Right now I'm working on a React/Redux full stack application and I'm working on setting up JWT auth and passing the JWT via cookies. I had a couple of questions on handling the CSRF token generated by the server.

1) Once you set the CSRF token on the server side, does it then get passed to the client? How exactly does it get passed? (I've seen examples where its passed in as an object, but the ones ive found weren't explained very well or just scarce)

server.js

// config csrf in server
app.use(csrf({
  cookie: {
    key: '_csrf',
    secure: true,
    httpOnly: true,
    sameSite: 'strict',
    maxAge: 86400
  }
}))

// Hits my api routes, and if these arent hit, the index.html file is rendered
app.use(routes)

// Route used to fetch the index html file
app.get('*', (req, res) => {
  let csrfToken = req.csrfToken()
  console.log(csrfToken) // This doesnt console log anything on the server side
  res.sendFile(path.join(__dirname, "./client/build/index.html"), {
    _csrf: csrfToken
  })
})

2) Once the CSRF token is set, should it be stored in the state of the application (Redux store) for persistent storage? Or would this be unnecessary?

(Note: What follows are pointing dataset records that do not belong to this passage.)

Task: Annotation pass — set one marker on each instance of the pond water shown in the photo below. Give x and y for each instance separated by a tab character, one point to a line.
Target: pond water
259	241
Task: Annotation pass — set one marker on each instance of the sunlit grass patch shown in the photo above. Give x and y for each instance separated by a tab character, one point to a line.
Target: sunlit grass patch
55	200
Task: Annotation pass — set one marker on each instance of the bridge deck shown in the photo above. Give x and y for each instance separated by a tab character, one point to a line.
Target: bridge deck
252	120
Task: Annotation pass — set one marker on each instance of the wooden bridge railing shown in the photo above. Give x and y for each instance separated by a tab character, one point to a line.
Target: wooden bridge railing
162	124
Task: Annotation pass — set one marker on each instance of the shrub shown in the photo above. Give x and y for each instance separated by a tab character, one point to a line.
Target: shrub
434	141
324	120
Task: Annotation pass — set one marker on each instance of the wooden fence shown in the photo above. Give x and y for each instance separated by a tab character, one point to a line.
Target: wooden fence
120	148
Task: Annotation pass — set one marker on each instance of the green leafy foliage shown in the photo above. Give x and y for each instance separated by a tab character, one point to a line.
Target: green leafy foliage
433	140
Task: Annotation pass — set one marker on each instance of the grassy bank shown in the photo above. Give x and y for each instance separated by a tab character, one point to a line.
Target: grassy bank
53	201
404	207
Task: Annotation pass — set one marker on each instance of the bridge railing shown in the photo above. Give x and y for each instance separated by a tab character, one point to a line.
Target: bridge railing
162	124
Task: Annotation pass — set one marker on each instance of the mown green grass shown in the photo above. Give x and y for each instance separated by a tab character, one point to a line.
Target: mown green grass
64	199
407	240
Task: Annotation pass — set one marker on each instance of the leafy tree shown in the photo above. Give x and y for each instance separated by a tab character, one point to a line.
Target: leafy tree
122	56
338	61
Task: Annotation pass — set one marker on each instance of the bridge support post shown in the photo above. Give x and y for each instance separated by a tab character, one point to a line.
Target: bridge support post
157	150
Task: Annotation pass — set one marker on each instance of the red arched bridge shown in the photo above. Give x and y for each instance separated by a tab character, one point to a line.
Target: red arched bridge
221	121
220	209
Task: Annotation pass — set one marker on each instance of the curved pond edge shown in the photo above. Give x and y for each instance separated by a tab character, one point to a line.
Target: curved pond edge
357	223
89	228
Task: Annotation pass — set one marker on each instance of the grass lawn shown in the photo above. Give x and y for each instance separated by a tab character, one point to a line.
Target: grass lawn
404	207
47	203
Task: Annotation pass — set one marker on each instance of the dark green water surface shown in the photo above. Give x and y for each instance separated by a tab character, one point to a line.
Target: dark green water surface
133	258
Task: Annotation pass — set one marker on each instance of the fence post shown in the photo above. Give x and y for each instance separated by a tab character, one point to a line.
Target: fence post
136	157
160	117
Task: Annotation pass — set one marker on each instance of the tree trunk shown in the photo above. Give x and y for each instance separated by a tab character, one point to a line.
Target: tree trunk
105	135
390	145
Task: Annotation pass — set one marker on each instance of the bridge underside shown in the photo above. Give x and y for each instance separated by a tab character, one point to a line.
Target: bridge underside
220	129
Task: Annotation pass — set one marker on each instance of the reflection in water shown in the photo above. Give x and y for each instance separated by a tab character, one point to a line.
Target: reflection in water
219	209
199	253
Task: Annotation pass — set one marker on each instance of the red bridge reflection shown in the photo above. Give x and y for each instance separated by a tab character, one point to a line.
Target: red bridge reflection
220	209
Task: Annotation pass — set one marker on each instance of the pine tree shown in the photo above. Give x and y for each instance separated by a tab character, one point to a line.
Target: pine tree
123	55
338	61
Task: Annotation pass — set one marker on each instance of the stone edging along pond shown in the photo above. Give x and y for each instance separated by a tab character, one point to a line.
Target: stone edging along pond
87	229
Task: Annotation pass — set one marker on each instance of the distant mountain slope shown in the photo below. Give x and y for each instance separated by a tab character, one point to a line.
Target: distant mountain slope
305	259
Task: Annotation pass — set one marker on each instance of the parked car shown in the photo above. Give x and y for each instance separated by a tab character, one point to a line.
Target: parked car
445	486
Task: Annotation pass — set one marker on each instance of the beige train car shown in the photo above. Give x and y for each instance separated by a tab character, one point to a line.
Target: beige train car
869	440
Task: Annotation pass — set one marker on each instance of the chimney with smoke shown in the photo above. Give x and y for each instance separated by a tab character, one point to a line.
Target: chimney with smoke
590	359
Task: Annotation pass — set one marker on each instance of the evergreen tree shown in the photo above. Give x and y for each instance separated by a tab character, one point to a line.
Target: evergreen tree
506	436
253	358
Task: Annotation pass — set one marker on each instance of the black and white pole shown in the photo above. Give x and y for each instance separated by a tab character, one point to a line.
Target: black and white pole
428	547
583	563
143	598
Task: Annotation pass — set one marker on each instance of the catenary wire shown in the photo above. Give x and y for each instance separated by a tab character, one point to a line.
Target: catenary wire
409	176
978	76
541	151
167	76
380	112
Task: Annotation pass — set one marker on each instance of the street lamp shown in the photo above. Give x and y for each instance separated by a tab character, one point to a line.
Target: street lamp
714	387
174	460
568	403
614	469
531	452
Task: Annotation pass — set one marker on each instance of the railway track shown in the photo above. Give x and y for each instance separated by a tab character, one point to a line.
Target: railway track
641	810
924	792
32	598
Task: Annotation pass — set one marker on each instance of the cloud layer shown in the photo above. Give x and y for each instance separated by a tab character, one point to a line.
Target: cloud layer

3) On the client side, when I'm ready to submit data to a route via POST request, if I understand correctly, you'd have to include the input hidden field with the csrf variable like so:

<input type="hidden" name="_csrf" value=csrfToken/>

So when you submit a form, you'd include that input, then in the post request (assuming fetch or axios), you'd set the headers to include that csrf token, that way the server can compare it to the token the client is submitting to the route, am I understanding this correctly?

Thank you!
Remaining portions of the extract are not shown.